The seasonal hiring push is on. Retailers, in particular, are competing for talent in customer service, warehouse roles, distribution and delivery — and in heightened numbers even from the year before.
Target, for example, is hiring more than 130,000 seasonal team members across its stores and distribution centers, a spokesperson told HR Dive, a number that surpasses last year's 120,000 hires and includes a "two-fold increase in the number of roles focused on fulfilling digital orders from stores."
But how does a company manage to hire that many people while unemployment reaches a 50-year low? Target, at least, has increased wages to at least $13 an hour and improved benefits offerings for hourly workers. But what will work, and what won't? Experts told HR Dive what to expect in 2019 — and how to beat the competition when everyone's competing for the same pool of workers.
Understand market conditions
With the tight labor market, retailers, fulfillment centers and transport companies will have a difficult time finding and attracting talent, Andrew Challenger, vice president at Challenger, Gray & Christmas, Inc., told HR Dive in an email: "They will likely need to offer benefits or perks to draw workers away from their existing roles. That said, long-term jobless may have a great opportunity to get recent experience on their resumes if they go for these seasonal positions."
With a challenging season ahead for recruiters, Greg Summers, EVP of High Volume RPO at Cielo, suggested that talent professionals act quickly. Candidates may be unwilling to make moves to new organizations if the economic outlook becomes less certain, he told HR Dive; "There are warning signs that we may be hit with a recession as early as 2020, which means recruiters will need to be agile in their approach," he said.
Beatrice Pang, VP of strategy and finance at Wonolo, agreed that an early start is key. "Starting to recruit workers for the holiday season early means you’re more likely to build a relationship with them, which is incredibly important when it comes to retaining workers through such a competitive time," she said.
Craft a talent acquisition plan
In addition to competitive wages, a number of retailers last year offered signing bonuses, discounts or special shopping days for associates, Challenger said.
Employers will have to figure out what fits their own brand and budget, however. Summers suggested talking to last year’s employees to gauge what attracted them to the company. "When one of our clients did this, they found out that offering an employee discount was the number one reason that employees chose to work for them — above pay and promise of a full-time position," he said.

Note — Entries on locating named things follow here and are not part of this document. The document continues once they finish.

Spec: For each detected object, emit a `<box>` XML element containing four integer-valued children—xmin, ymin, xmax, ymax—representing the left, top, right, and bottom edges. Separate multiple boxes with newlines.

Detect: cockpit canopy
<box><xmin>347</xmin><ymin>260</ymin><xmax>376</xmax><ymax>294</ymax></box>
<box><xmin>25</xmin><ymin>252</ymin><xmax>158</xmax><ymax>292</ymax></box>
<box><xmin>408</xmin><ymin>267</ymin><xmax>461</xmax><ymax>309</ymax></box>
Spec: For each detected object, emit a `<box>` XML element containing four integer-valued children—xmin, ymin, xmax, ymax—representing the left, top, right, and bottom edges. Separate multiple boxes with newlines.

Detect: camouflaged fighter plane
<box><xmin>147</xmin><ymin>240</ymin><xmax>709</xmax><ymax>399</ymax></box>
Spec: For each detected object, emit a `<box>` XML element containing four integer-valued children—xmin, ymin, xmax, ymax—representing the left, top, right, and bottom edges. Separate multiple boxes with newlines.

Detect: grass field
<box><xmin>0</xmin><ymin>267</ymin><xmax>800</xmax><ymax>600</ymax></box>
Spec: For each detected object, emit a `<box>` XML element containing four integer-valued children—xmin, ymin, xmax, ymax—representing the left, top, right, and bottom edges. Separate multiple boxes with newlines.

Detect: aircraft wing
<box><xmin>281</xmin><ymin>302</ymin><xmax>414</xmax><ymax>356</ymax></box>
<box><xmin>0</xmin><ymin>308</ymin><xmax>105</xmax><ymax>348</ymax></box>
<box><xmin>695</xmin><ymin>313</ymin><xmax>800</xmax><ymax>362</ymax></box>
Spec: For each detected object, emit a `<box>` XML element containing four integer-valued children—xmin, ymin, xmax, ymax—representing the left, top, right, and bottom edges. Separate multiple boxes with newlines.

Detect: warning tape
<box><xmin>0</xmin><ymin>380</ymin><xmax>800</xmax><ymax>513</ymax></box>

Employers also may want to include their social media plans in their recruitment marketing strategy; sites like Facebook Jobs generate significant traffic that can benefit organizations looking to hire in high quantities, the experts said.
Competitive wages may still be king, Pang said, but perks do a great job of attracting workers. "We spoke with some Wonoloers on our platform about how they chose to accept jobs at specific companies, and it’s common for incentives like free lunch and free parking to be a key factor in their job selection," she said.
Employers also are using new technologies and social media to attract and engage potential workers, including mobile tech. "Seasonal workers, particularly in the retail space, want a hiring experience that is like a brand’s consumer experience," Summers said; "Using technology that can help them streamline burdensome tasks like interview scheduling will be key to their success in filling open seasonal roles."
Employers looking to find a lot of talent quickly may want to consider hiring events, Challenger said. If well-promoted such events can produce a great return, Challenger said. Summers agreed that such events can be quite effective: "Organizing on-site hiring events that bring in pre-qualified talent to let them see your facility and meet their potential co-workers rather than driving them to apply on a website is a good way to get ahead of the competition and get candidates in the door — literally."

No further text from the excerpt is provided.